L'usine d'engrais chimiques Yara condamnée à la fermeture, les salariés en grève

Le groupe norvégien Yara, qui fabrique des engrais chimiques à Montoir-de-Bretagne va stopper sa production. Le site deviendrait un simple site de stockage. Au prix de 139 licenciements. À l'appel des syndicats CGT et CFDT, les salariés se sont mis en grève ce mercredi 22 novembre pour protester contre cette décision.

L'annonce par le groupe Yara de la transformation du site de production de Montoir-de-Bretagne en un simple site de stockage d'engrais chimiques a eu l'effet d'un coup de tonnerre dans le bassin nazairien.139 salariés sur les 170 vont perdre leur emploi.

Ce 22 novembre, ils ont décidé de se mettre en grève.
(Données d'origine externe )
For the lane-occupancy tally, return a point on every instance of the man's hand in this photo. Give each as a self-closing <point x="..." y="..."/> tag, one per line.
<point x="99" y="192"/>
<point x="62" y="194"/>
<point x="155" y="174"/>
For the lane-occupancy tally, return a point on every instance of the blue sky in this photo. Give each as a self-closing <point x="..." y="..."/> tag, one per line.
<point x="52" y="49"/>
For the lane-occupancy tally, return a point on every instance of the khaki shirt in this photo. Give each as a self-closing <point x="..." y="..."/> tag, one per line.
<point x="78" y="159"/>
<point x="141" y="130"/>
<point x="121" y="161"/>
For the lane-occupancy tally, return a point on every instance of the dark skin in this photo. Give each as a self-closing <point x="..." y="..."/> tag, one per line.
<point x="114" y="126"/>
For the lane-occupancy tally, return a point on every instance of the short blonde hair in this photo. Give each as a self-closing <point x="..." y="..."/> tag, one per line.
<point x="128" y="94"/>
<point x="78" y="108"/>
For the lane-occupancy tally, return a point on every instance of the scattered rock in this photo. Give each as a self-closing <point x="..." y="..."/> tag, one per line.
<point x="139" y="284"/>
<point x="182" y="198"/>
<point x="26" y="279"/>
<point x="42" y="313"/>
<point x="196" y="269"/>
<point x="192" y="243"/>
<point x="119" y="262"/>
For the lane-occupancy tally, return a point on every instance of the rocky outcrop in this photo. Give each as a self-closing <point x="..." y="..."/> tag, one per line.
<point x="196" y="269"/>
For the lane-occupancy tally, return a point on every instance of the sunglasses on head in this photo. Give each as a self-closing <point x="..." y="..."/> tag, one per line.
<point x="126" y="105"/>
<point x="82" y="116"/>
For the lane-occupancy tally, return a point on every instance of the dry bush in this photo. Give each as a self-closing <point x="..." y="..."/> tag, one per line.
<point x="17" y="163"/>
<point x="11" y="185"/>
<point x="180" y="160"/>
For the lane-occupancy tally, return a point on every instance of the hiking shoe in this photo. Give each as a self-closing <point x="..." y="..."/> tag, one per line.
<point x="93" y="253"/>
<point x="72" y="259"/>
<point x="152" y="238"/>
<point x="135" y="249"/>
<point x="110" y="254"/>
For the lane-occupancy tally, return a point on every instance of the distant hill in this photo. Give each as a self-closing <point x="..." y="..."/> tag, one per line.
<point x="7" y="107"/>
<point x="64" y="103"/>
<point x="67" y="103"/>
Jour où la direction présente son plan social.

139 licenciements

Rassemblés devant les grilles de l'usine, les salariés sont écœurés et se sentent méprisés. "Ils nous ont pressurés pendant des années, et maintenant ils nous jettent, " déclare amer Philippe Nicolas, délégué CGT. 

Ils nous ont pressuré  pendant des années, et maintenant ils nous jettent"

Philippe Nicolas,

Délégué CGT Yara Montoir-de-Bretagne

La direction campe sur ses positions. " La justification de la fermeture du site pour raisons économiques ne tient pas. Le groupe fait des milliards de profits. Toutes les solutions qui pourraient nous sauver ont été balayées d'un revers de la main. Il y a un dédain de la part de la direction", continue le délégué syndical. 

Salariés entre 35 et 45 ans

Ici les salariés sont âgés entre 35 et 45 ans. Et un tiers des effectifs sont des opérateurs en chimie. "Où retrouver un emploi après ces licenciements ? "s'interrogent les salariés.

Tôt dans la matinée, le député LFI, Mathias Tavel est venu les soutenir. Il a aussi interpellé, par un courrier en date du 20 novembre, le Ministre délégué à l'industrie, Roland Lescure.

" Yara choisit la casse sociale et industrielle plutôt que l'investissement dans la bifurcation écologique et le respect des salariés", dénonce le député. "Cette décision vient en flagrante opposition avec la volonté affichée par le ministre ainsi que le gouvernement d'industrie verte, de réindustrialisation comme souveraineté industrielle et alimentaire".

Pour Mathias Tavel, "l'État doit refuser l'arrêt de la production décidé par Yara et exiger la poursuite d'une activité de production industrielle via une mise aux normes du site et, ou une évolution de la production, y compris par la recherche d'un repreneur privé ou une reprise publique". Le député demande également aussi" que Yara libère le foncier portuaire qu'il occupe, entièrement dépollué et remis en état initial ".

Remboursement des aides publiques perçues

Il réclame également " le remboursement de l'ensemble des aides publiques perçues par un groupe licenciant 139 personnes alors qu'il réalise d'importants bénéfices". Enfin, le député LFI rappelle qu'il " serait inconcevable que Yara continue de participer au projet Zone industrielle bas carbone (ZIBAC) du bassin nazairien et puisse bénéficier des études cofinancées par l'argent public".

Thierry Noguet, le maire de Montoir-de-Bretagne, soutient également les salariés. Il y a quelques semaines il avait déclaré à notre micro. "J'avais déjà qualifié la direction de Yara de voyous. Et je le confirme. Le groupe réalise d'importants profits. On aurait pu prendre 100 millions pour investir dans ce site".